The rationale for the removal of increased building heights from code changes approved by the City Council appears to be incorrect. Fire Chief Roger Johnson contacted The Nugget on Wednesday, and noted that the Fire District does have the equipment necessary to fight a fire in a 50 foot building with the exception of a ladder truck.

“Many of the firefighting strategies and tactics are the same regardless of building height, and therefore the district has the equipment necessary to extinguish fires,” Johnson said. “The District does not own a ladder truck, but one is dispatched from Black Butte Ranch Fire District for any residential or commercial building fire in the city limits. That being said, the driving time from the Black Butte Fire Station to Sisters can be a challenge for ladder truck operations.”

The District fire station on Elm Street is large enough and has open space to house a ladder truck equipped to reach 50 feet, according to Johnson.

At their December 14 meeting, City Council approved TA 22-04, Development Code Text Amendments that will support the recommendations of the Sisters Housing Plan and Efficiency Measures Report.

The updated Housing Plan includes a detailed list of strategies and timelines to help produce more affordable housing in Sisters. These strategies may include development incentives, cutting regulatory impediments, adjusting fees, and grants or waivers to increase the availability of needed housing. Both plans contain a list of strategies to accomplish the plan goals, many of which involve amendment to the Sisters Development Code. The amendments in TA 22-04 are the first round of code amendments put forward.

The approved amendments include:

• Multifamily residential district to increase allowed residential density, and remove the floor-area ratio requirement.

• Zoning incentives (density) for affordable housing.

• Allow residential-only development in specific parts of the downtown commercial zone.

• Facilitate middle housing types (duplex, triplex, quadplex – latter two minor conditional use).

In their deliberations, councilors each shared their concerns and considerations guiding their decision to approve the text amendments.

Councilor Andrea Blum thinks we “have a unique and wonderful place” here in Sisters. “We are struggling with growth, but we have to be prepared, have to make adjustments to get quality people to work in Sisters.”

Blum suggested the City has to be nimble. She pointed to the importance of having constant review of changes made to the Development Code to evaluate how things are working and make adjustments as necessary. Blum was happy with the compromise making tri- and quadplexes minor conditional uses and not outright permitted uses. Conditional use means the builder must come to the City for approval.

Council president Nancy Connolly agreed with Blum about the necessity for affordable workforce housing. She would like Council to give direction to the Sisters Planning Commission to review the entire short-term rental picture. She would like to see a process started so that available housing is not tied up in vacation rentals.

“We all need a place to live. If you want gated communities and exclusive neighborhoods, then a public city is not for you… Change is hard but necessary,” she said.

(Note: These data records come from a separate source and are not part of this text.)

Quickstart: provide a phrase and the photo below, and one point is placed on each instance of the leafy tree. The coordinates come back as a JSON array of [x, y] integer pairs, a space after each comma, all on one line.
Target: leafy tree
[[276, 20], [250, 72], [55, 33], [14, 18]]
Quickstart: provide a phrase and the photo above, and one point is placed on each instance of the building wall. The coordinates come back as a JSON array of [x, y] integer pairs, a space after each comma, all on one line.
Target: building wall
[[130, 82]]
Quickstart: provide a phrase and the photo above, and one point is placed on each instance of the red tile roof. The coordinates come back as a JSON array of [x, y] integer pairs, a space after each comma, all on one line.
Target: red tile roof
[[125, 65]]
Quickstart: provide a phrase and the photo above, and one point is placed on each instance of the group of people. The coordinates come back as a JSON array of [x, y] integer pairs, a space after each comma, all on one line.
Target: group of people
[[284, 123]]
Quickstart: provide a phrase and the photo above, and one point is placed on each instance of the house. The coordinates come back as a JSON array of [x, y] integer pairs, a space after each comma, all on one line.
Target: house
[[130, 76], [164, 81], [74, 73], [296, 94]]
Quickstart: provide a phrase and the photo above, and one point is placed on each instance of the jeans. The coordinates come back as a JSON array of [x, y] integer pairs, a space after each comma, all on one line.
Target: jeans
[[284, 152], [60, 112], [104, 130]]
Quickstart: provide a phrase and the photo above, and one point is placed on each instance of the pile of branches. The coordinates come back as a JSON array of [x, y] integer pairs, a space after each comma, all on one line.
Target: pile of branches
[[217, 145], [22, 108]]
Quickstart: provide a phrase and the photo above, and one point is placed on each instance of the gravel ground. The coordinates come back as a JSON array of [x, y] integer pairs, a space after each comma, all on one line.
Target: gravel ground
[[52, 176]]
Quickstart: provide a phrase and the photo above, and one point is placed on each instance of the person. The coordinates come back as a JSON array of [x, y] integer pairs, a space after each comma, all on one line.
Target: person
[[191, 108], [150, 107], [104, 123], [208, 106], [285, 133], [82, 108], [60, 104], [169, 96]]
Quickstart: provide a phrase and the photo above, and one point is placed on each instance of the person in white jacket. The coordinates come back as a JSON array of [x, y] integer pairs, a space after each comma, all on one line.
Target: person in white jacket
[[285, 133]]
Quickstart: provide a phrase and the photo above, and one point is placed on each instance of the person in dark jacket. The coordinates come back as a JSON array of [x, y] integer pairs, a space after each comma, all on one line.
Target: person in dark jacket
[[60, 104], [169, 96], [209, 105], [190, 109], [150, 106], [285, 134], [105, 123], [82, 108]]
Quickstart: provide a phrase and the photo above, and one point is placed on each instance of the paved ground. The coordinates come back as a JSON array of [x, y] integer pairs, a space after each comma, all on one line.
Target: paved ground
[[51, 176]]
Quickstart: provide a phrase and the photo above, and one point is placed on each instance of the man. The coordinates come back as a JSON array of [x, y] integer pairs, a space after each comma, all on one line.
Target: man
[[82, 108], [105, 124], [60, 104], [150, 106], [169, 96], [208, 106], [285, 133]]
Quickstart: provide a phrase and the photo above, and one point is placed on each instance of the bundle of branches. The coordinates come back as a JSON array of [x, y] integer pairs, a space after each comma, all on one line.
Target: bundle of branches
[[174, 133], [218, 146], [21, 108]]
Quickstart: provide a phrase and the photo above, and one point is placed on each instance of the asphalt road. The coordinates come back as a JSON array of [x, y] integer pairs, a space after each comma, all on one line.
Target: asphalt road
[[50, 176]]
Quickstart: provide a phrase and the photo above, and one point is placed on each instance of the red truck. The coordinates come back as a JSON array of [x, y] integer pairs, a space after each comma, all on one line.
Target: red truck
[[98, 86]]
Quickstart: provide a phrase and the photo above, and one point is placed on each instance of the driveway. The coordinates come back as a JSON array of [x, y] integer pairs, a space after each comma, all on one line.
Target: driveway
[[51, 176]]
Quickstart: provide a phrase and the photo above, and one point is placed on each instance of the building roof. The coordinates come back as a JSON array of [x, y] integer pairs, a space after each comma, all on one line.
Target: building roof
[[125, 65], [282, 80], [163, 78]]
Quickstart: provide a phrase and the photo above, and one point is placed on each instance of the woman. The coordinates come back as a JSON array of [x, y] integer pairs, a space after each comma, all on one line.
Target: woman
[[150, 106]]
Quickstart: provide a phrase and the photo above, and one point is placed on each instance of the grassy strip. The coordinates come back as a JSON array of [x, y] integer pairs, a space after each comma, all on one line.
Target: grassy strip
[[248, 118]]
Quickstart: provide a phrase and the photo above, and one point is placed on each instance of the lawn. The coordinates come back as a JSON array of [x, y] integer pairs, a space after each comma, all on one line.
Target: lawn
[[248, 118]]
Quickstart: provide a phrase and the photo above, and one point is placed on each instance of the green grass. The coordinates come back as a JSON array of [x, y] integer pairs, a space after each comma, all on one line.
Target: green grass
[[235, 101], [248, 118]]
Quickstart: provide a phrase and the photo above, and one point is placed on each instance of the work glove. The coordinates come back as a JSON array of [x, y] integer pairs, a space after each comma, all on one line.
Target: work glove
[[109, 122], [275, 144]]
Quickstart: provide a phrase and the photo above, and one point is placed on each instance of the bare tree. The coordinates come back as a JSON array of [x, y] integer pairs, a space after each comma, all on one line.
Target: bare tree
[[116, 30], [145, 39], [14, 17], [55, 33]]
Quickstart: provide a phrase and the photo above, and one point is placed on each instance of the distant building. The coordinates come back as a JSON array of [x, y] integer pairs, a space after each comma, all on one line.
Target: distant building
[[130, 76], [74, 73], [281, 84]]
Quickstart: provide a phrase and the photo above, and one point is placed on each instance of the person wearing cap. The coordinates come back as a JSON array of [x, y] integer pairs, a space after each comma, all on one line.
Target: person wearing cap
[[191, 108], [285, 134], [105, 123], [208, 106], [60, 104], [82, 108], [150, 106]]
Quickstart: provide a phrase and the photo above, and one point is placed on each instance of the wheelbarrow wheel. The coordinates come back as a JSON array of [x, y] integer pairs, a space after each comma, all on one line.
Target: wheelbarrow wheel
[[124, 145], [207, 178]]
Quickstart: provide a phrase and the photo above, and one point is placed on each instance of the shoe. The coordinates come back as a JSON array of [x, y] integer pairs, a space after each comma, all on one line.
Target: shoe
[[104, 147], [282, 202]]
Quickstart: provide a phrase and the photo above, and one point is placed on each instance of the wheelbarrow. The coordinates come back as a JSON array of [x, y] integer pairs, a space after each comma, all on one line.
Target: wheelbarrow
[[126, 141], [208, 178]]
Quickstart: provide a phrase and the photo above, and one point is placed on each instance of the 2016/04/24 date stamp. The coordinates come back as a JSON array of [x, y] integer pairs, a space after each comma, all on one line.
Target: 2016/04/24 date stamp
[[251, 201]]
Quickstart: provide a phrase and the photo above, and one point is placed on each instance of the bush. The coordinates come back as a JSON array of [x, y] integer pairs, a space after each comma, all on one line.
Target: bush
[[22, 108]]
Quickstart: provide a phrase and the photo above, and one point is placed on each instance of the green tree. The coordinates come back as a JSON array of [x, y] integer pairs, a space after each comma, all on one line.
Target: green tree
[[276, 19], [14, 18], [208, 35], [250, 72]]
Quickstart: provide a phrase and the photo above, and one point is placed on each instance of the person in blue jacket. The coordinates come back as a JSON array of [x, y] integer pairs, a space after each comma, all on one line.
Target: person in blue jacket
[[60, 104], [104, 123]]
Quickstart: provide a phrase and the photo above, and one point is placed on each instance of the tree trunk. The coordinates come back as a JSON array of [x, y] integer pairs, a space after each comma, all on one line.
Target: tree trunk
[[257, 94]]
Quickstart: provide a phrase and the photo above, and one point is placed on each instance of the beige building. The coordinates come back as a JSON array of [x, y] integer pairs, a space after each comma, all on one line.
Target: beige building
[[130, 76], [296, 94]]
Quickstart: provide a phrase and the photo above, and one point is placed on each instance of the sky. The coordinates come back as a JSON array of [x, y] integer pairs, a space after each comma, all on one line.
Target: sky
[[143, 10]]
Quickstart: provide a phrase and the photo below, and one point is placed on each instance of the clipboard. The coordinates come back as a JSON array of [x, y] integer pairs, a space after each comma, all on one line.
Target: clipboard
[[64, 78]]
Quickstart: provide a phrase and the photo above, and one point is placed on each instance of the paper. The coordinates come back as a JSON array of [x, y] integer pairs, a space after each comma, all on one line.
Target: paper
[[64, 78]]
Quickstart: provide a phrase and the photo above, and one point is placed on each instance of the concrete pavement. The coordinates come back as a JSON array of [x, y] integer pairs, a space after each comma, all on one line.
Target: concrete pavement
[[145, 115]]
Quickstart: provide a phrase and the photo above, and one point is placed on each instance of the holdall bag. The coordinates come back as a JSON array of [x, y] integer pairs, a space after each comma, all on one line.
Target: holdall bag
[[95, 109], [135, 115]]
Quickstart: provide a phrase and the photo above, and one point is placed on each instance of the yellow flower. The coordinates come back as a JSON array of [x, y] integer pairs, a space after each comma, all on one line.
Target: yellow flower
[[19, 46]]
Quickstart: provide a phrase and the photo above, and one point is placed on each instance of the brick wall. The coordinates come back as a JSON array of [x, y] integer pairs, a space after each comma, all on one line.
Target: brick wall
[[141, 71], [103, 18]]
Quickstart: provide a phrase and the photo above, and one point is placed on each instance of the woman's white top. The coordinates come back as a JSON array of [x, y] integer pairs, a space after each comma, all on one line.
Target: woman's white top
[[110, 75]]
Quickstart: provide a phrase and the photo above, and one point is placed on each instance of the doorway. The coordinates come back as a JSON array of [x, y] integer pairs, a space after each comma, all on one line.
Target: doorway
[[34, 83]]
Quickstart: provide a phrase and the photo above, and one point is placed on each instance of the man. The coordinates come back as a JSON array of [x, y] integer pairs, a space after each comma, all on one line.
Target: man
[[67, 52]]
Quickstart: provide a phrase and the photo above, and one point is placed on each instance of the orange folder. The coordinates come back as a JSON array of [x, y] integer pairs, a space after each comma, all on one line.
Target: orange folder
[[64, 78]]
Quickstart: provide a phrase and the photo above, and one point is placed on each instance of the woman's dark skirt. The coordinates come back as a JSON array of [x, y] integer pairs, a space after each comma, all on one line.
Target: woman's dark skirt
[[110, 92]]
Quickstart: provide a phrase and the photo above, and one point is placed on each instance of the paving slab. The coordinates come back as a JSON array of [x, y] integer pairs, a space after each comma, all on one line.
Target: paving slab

Mayor Michael Preedin assured those attending the meeting, “There is nobody up here that wants unfettered growth. What we’re doing tonight (approving Development Code changes) is a release valve on the UGB expansion… With no increased density, an expansion of the UGB will definitely be necessary and probably larger than we want…. We never stop talking about livability, but we have to address growth… Design standards will be key to mitigating the impact of density.

“We started this whole process over a year ago,” Preedin explained. “We looked at every number, every line of (development) code. Staff did a great job. Planning Commission did a great job. Nothing we do is perfect because there are too many societal factors. We’re doing the best we can… What we’ve approved tonight is a one-yard run at fourth and goal.”

Councilor Gary Ross pointed out that in the past, single-family homes have been built on multifamily-zoned land, reducing the number of units provided.

“I’m not excited about what we have approved tonight but we have to compromise.” Ross said.

He, too, would like to see a cap on short-term rentals, sooner rather than later. He thinks 90 percent of the housing problem in the city is due to the high percentage of second homes and short-term rentals.

“We need to provide for people who live here,” Ross added.

Councilor Jennifer Letz was unable to attend the meeting, but her comments were read into the record and echoed those of her fellow councilors.

Blum reminded those present that the Parks Master Plan is currently being revised and updated. More developed park and open space can help mitigate some of the density increase.

Connolly concluded with, “The goal of many outweighs the opinions of one.”

The provisions outlined in TA 22-04 are encapsulated in Ordinance 526, which was approved by the Council.

Editor's note: This story has been updated to include comments from Fire Chief Roger Johnson.